Hi,
I want to use the dedup command with more than one criteria.
First I used | dedup A and had 100 events afterwards.
Then I used | dedup A, B and had 70 events afterwards. In my understanding I the number of events should increase, because I've specified the dedup criteria and less duplicates should be identified?! Am I completely wrong?
Best
Heinz
dedup keepempty=t A B
http://docs.splunk.com/Documentation/Splunk/6.2.2/SearchReference/Dedup
My understanding is that dedup on 3 fields finds all matches on any two of them as duplicates. I will cite my source for that in a moment or just provide the results of a test case in support of that assertion, but I remember learning it in a Splunk course and testing it myself for validation.
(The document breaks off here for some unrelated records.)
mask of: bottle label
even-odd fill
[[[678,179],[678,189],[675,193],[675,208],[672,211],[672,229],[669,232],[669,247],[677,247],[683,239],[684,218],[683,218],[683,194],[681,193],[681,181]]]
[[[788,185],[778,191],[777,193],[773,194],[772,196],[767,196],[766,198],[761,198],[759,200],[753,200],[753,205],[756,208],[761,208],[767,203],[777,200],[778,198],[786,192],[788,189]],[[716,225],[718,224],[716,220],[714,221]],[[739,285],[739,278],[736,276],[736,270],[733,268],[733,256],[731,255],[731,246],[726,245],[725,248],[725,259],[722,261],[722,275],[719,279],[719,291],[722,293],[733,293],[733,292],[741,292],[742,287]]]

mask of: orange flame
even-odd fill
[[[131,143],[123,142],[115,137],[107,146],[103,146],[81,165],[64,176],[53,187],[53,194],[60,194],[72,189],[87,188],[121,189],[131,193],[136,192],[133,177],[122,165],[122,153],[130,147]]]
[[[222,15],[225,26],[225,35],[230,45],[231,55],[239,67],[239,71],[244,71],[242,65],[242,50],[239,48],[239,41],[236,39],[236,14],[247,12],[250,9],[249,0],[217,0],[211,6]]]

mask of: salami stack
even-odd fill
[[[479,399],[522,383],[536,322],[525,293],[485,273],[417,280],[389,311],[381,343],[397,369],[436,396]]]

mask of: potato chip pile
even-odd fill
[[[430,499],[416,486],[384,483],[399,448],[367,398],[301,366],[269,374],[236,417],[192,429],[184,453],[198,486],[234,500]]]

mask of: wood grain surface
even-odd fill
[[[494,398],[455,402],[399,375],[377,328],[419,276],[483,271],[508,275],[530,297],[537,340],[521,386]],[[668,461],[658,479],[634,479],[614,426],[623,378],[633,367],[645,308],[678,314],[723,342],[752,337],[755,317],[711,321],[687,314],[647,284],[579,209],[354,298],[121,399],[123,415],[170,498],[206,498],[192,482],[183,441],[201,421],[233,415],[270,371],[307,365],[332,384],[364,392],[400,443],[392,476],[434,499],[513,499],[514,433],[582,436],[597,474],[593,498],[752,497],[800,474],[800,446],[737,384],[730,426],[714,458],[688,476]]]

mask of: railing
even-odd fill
A further question regarding the dedup command:
Let's say the fields A & B can appear multiple times in an event.
For example:
Event 1:
A=1
A=2
B=3
B=4
timestamp=X
Event:2
A=1
A=2
B=3
B=4
timestamp=X
Event 3:
A=1
A=2
B=3
B=4
timestamp=Y
| dedup A,B,timestamp
does this include all field values for A & B and results in two remaining events (event 1 and event 3)?
Thanks in advance
Heinz
thanks for confirming!
Yes it gives the value till you have something distinct with the above combination.
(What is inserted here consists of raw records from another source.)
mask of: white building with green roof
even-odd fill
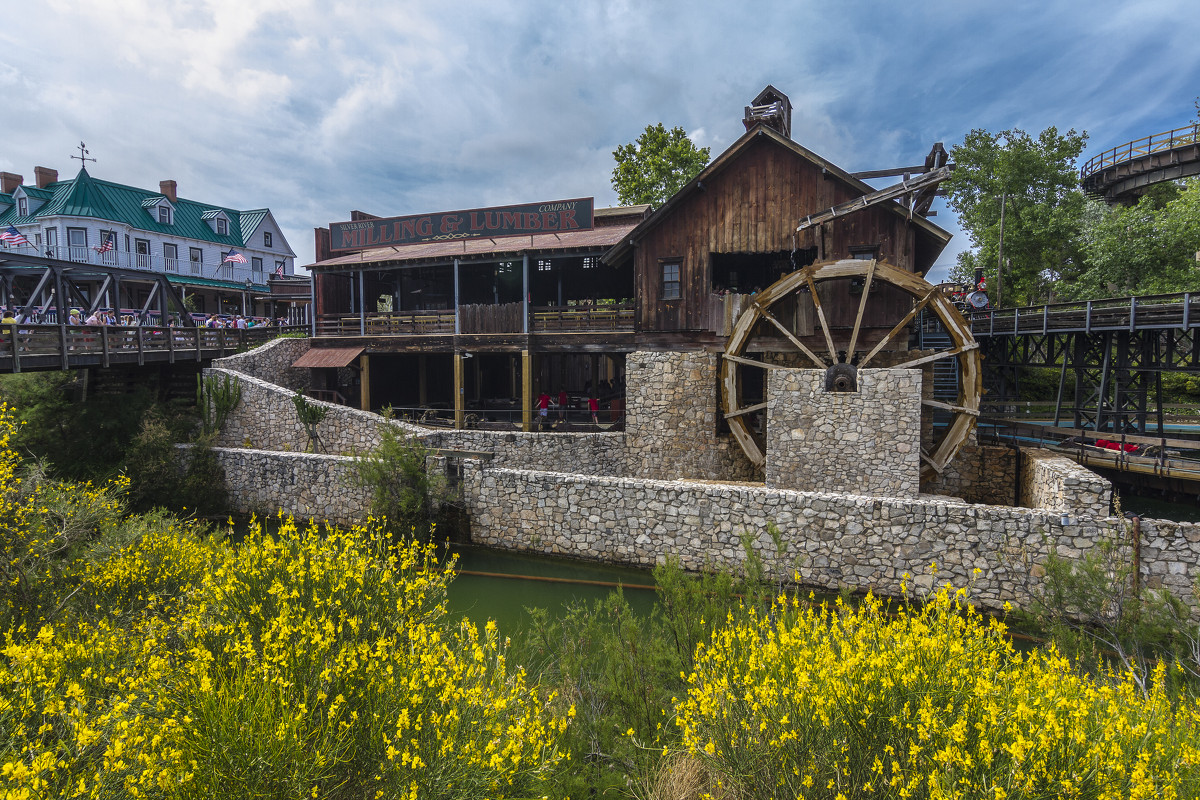
[[[39,255],[163,273],[205,312],[224,310],[222,299],[235,308],[231,297],[267,293],[269,279],[295,272],[296,254],[270,209],[187,200],[173,180],[151,191],[99,180],[86,168],[62,181],[55,170],[34,172],[34,185],[0,172],[0,230],[16,228]],[[230,251],[245,263],[226,261]]]

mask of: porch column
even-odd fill
[[[457,336],[460,333],[462,333],[462,327],[458,324],[458,259],[456,258],[454,259],[454,335]],[[457,359],[458,354],[455,353],[454,357]],[[454,374],[457,375],[458,372],[459,368],[455,366]]]
[[[457,304],[456,304],[457,305]],[[457,320],[457,317],[456,317]],[[462,353],[454,354],[454,427],[462,428],[463,426],[463,410],[466,408],[466,398],[463,394],[466,388],[463,382],[463,357]]]
[[[533,356],[521,351],[521,430],[528,432],[533,423]]]
[[[367,335],[367,304],[366,304],[366,281],[367,271],[360,269],[358,271],[358,335]]]
[[[359,364],[362,369],[359,371],[359,403],[358,406],[363,411],[371,410],[371,357],[366,353],[359,356]]]
[[[521,333],[529,333],[529,254],[521,257]],[[522,351],[526,352],[526,351]]]

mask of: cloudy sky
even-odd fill
[[[793,138],[850,171],[972,128],[1086,130],[1086,159],[1187,124],[1200,95],[1195,0],[8,5],[0,170],[74,175],[82,140],[98,178],[269,207],[301,265],[352,209],[614,205],[615,148],[663,122],[715,156],[768,83]]]

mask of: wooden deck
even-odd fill
[[[0,326],[0,373],[205,361],[263,344],[301,327]]]

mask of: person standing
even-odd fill
[[[567,394],[567,387],[562,387],[558,390],[558,419],[563,421],[567,418],[567,406],[571,403],[571,397]]]
[[[588,398],[588,411],[592,412],[592,424],[599,425],[600,424],[600,401],[596,399],[595,394],[593,394],[591,397]]]
[[[542,391],[537,399],[538,409],[538,430],[540,431],[546,425],[546,418],[550,415],[550,395]]]

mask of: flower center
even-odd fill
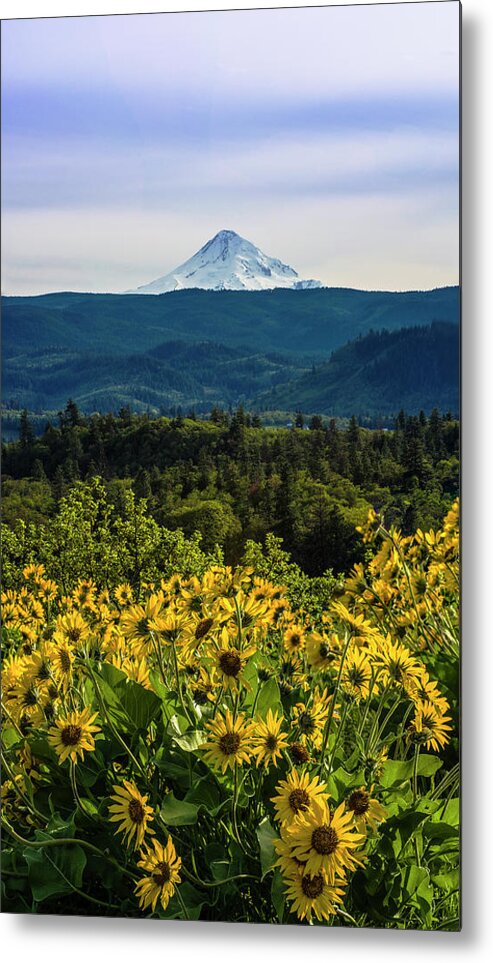
[[[357,668],[357,666],[352,666],[352,668],[348,670],[347,677],[348,681],[352,682],[354,686],[362,686],[366,682],[365,672],[363,669]]]
[[[265,748],[270,749],[271,752],[273,752],[274,749],[277,749],[277,736],[267,736],[267,739],[265,740]]]
[[[22,698],[22,703],[26,707],[36,706],[38,704],[38,693],[34,686],[29,686],[29,689],[26,689]]]
[[[195,629],[195,638],[197,640],[203,639],[204,635],[207,635],[209,629],[213,624],[214,624],[214,619],[202,619],[202,621],[199,622],[197,628]]]
[[[147,619],[139,619],[137,622],[137,632],[139,635],[147,635],[149,632],[149,623]]]
[[[171,879],[171,870],[168,863],[158,863],[155,871],[152,874],[152,878],[154,882],[158,884],[158,886],[164,886],[165,883],[169,883]]]
[[[321,856],[330,856],[335,852],[339,839],[335,829],[331,826],[318,826],[312,833],[312,846]]]
[[[289,795],[288,802],[293,812],[298,813],[300,810],[308,809],[310,797],[306,789],[293,789]]]
[[[320,896],[323,892],[323,877],[320,873],[318,876],[303,876],[301,879],[301,888],[305,896],[308,896],[308,899],[316,899],[317,896]]]
[[[308,762],[310,758],[310,753],[302,742],[293,742],[293,745],[291,746],[291,755],[294,761],[299,765],[301,765],[303,762]]]
[[[222,652],[219,656],[219,668],[224,672],[224,675],[229,675],[235,679],[241,671],[241,659],[238,653]]]
[[[82,735],[80,726],[65,726],[61,732],[61,740],[64,746],[76,746]]]
[[[225,756],[234,756],[240,748],[240,736],[237,732],[225,732],[219,740],[219,748]]]
[[[60,652],[60,665],[62,667],[63,672],[70,672],[70,666],[71,666],[70,656],[65,649],[63,649]]]
[[[71,642],[78,642],[81,636],[81,629],[71,628],[68,630],[67,635]]]
[[[368,811],[370,806],[370,796],[363,789],[356,789],[355,792],[351,793],[349,797],[349,808],[353,810],[356,816],[362,816],[363,813]]]
[[[128,804],[128,815],[134,823],[142,823],[144,821],[144,807],[138,799],[131,799]]]
[[[48,662],[40,662],[36,677],[40,680],[46,680],[50,678],[50,666]]]
[[[298,725],[302,732],[311,733],[316,728],[315,722],[309,712],[302,712],[298,718]]]

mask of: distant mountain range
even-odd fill
[[[6,297],[2,394],[37,411],[455,411],[458,321],[456,287]]]
[[[272,288],[319,288],[303,281],[294,268],[269,257],[236,231],[219,231],[179,267],[128,294],[165,294],[186,288],[206,291],[267,291]]]

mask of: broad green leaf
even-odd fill
[[[272,826],[272,823],[268,817],[265,816],[257,828],[257,839],[260,846],[260,866],[262,869],[262,879],[266,873],[272,869],[276,861],[274,840],[278,838],[278,834]]]
[[[195,803],[176,799],[173,793],[164,797],[161,816],[167,826],[192,826],[197,822],[199,807]]]
[[[443,762],[438,756],[420,755],[418,759],[418,776],[434,776],[441,769]]]
[[[363,786],[365,774],[362,769],[358,772],[346,772],[343,766],[339,766],[330,776],[327,787],[331,796],[342,802],[348,793],[356,787]]]
[[[202,806],[209,813],[215,813],[221,805],[221,792],[217,783],[210,776],[204,776],[196,782],[185,797],[185,802],[194,803],[199,808]]]
[[[157,695],[133,679],[128,679],[118,691],[123,709],[135,728],[147,729],[161,709]]]
[[[86,854],[77,844],[26,849],[29,883],[34,899],[40,903],[50,896],[61,896],[81,888]]]
[[[183,736],[181,734],[174,735],[173,742],[176,742],[184,752],[195,752],[204,744],[205,738],[203,729],[195,729],[193,732],[185,732]]]
[[[278,869],[274,871],[274,876],[272,879],[272,886],[270,890],[270,895],[272,899],[272,905],[277,913],[277,918],[280,923],[284,919],[284,914],[286,910],[286,883],[281,876]]]
[[[451,869],[448,873],[437,873],[432,876],[435,886],[443,889],[444,893],[455,892],[459,888],[459,870]]]
[[[380,784],[385,789],[393,786],[400,786],[406,779],[410,779],[413,772],[413,760],[399,762],[391,759],[385,763],[383,773],[380,777]]]
[[[269,709],[281,711],[281,692],[275,679],[268,679],[260,689],[257,700],[257,713],[265,718]]]
[[[405,866],[401,872],[402,889],[407,897],[412,896],[424,881],[428,881],[428,870],[425,867]]]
Ah, now numbers are changing in the correct direction 🙂
And when I want to ignore events where the dedup criteria don't exist, I can just use
sourcetype=* AND
A=* AND
B=* AND
| dedup A,B
Thanks a lot!
Then that's your problem there. You can do ... | fillnull B | ...
if you want B with an empty value in events that don't have it. That will make dedup work.
Hey Ayn,
yes normally it should exist in all events. Is there a command to find out, whether there are events without the field B and to filter them out?
Edit:
Just tried it out with | sourctype=* AND NOT B= * .
This results in a few events
Does B exist in all your events? IIRC dedup will fail otherwise.